According to National Geographic, “Snake Road is the only road in the world closed every year for its biannual migration of snakes and other reptiles.”
Snake Road is closed March 15 to May 15 for the spring migration, and September 1 to October 31 for the fall migration.
In the fall, the snakes are moving from their summer feeding grounds in the swamp into their winter hibernation areas in the bluffs.
The road remains open for foot traffic. Are you wondering why anyone would want to walk down this road??
It’s actually a really safe place to view snakes, and to teach kids about migration and hibernation, as well as different types of snakes.
The fact that this is a gravel road makes it feel safer than trekking down a narrow dirt path through the woods. If the thought of snakes creeps you out, you can easily stay toward the middle of the road and visibility is high!
If you do encounter a snake, move slowly away from it and let it pass. Do not attempt to poke, move, or pick up any snakes! It is prohibited!
The walk is around 2.5 miles one way, although you can turn around at any point. It can take anywhere from 1-2 hours to walk one way, depending on how often you stop to observe.
The difficulty of the hike is easy, and it is stroller accessible.
Where is Snake Road?
Snake Road is in the Shawnee National Forest in southern Illinois. It’s located in the LaRue-Pine Hills Natural Area. Snake Road is actually LaRue Road, or Forest Road #345, which runs between tall limestone bluffs and the LaRue swamp.
To get to Snake Road from Anna IL, take Hwy 146 west 8 miles to Hwy 3. Then head north 8 miles to Muddy Levee Rd. Go east 3 miles to LaRue Rd and turn right at the ‘T’.
From Murphysboro, IL, take Hwy 149 west 7 miles to Hwy 3. Go south 14 miles to
Muddy Levee Rd. Go east 3 miles to LaRue Rd and turn right at the ‘T’.
The closest town is Wolf Lake, IL.
There will be a parking area at the pond before you get to the gate closing the road.
What kinds of snakes are on Snake Road?
Approximately 35 species of snakes are found in this area. There are venomous snakes here. The most common venomous snake we saw on this road is the cottonmouth. There are also copperheads here.
Other snakes we saw were water snakes and garter snakes.
Milk snakes, rat snakes, king snakes and several others are found here as well.
Other than snakes, there are several species of turtles, frogs, salamanders and skinks.
Some other interesting animals that call this area home are bobcats, bald eagles, and cave fish.
Our Walk Down Snake Road
We came to Snake Road during a camping trip at Grand Tower, IL. My dad, sister, and her kids joined us as well.
It was early fall when we walked down this road. The last time we came was later in the fall, and we saw a lot more snakes on that trip.

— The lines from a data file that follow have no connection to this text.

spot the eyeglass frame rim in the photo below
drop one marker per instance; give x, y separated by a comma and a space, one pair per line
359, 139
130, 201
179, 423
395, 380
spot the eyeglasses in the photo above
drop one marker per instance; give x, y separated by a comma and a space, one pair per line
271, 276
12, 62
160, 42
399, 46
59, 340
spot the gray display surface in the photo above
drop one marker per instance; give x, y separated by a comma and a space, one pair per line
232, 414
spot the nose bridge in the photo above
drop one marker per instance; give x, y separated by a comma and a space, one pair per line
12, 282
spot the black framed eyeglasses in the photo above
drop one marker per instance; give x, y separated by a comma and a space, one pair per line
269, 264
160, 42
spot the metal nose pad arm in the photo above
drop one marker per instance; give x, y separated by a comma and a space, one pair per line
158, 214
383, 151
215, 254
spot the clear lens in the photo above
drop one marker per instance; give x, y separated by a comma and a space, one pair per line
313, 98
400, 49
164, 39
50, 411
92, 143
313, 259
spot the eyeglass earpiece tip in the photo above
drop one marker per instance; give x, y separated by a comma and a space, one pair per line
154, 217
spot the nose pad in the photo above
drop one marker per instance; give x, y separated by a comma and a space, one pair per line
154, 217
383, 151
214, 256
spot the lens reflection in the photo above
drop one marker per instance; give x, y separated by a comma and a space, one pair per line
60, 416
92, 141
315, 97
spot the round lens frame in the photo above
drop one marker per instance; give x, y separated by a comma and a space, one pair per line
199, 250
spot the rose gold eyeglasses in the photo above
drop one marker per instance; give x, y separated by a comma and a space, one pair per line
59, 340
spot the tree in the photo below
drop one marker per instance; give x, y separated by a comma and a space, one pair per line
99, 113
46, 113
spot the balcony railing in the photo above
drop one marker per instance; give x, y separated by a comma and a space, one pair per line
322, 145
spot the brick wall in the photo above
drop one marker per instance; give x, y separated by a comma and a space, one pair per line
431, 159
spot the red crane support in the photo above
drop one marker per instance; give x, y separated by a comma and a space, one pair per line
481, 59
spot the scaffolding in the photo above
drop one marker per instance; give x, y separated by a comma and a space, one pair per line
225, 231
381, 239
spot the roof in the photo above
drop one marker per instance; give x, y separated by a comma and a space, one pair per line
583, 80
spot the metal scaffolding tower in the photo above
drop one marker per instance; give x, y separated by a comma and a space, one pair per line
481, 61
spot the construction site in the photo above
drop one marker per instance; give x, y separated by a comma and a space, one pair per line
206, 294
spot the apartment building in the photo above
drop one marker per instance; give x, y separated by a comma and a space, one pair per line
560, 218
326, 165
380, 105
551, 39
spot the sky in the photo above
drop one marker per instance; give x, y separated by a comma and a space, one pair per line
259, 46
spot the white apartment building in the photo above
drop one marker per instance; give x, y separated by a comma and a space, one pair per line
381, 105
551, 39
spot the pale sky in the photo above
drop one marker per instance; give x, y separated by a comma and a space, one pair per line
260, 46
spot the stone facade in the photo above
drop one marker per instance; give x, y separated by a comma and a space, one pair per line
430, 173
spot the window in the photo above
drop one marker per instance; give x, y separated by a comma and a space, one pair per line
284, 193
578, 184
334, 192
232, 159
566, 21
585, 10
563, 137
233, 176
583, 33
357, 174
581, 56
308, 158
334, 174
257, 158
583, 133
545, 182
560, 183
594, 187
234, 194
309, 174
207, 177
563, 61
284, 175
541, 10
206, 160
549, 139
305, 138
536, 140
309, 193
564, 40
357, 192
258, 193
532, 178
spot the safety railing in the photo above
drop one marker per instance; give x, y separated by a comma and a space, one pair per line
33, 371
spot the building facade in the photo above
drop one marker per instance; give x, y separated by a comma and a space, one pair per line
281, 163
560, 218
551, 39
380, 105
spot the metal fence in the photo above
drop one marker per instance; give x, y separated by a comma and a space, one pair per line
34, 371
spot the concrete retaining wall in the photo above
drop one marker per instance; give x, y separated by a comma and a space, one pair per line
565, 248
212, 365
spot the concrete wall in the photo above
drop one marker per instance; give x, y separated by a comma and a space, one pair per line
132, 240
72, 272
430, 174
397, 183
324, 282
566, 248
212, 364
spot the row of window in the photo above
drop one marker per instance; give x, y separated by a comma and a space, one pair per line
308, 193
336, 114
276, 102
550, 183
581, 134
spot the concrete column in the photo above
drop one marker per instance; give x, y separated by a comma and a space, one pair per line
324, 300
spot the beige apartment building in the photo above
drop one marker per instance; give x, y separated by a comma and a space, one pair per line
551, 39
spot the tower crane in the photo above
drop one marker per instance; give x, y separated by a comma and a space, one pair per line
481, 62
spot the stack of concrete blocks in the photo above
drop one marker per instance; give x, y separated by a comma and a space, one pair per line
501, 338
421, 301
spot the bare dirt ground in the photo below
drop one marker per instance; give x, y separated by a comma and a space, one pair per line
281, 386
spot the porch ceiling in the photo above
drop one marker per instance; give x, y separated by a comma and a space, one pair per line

However, we did see a few on this trip as well! Before I ever came to Snake Road, I pictured snakes just covering the road at every step! It wasn’t like that at all!
Most of the time, you really have to do some looking. Looking at the base of trees, especially the trees in the water are a good place to spot snakes!
Occasionally, you will spot a snake actually crossing the road right in front of you. Both times we went, we saw a cottonmouth crossing in the middle of the road.
The boys were great spotters on our first trip. They could pick them out along the edges of the road where I would never have even noticed them. I had a hard time seeing them even when the boys pointed them out! Some of them are pretty well camouflaged!
I tried to keep Ella, our youngest, herded into the middle of the road for the entire walk, since she wouldn’t be paying as close attention to where she’s stepping.
I did wish we had brought a stroller for her, not only for safety, but because she wanted to be carried quite a bit.
We didn’t walk the entire length of the road, but we spent a good amount of time here since we stopped to observe several times!
The kids would get a little bit bored walking when there wasn’t a snake to be seen, but luckily, we saw one often enough to keep them mostly entertained. (If your kids aren’t big hikers, check out our Tips to Make Hiking Fun for Kids.)
If you’re thinking of taking your kids on a walk down Snake Road in the Shawnee National Forest, I say go for it!
There won’t be rocks to climb or waterfalls to see. No creeks to splash in, but most kids will love searching out and seeing so many snakes in the wild on just one easy walk!
Information to Note
- There are no restrooms available in this area.
- Dogs are allowed, on a leash.
- No motorized vehicle of any kind during closure periods.
- Collecting or harming any reptile or amphibian is prohibited.
- Snake tongs or hooks, snake bags, or any type of cage or container are prohibited.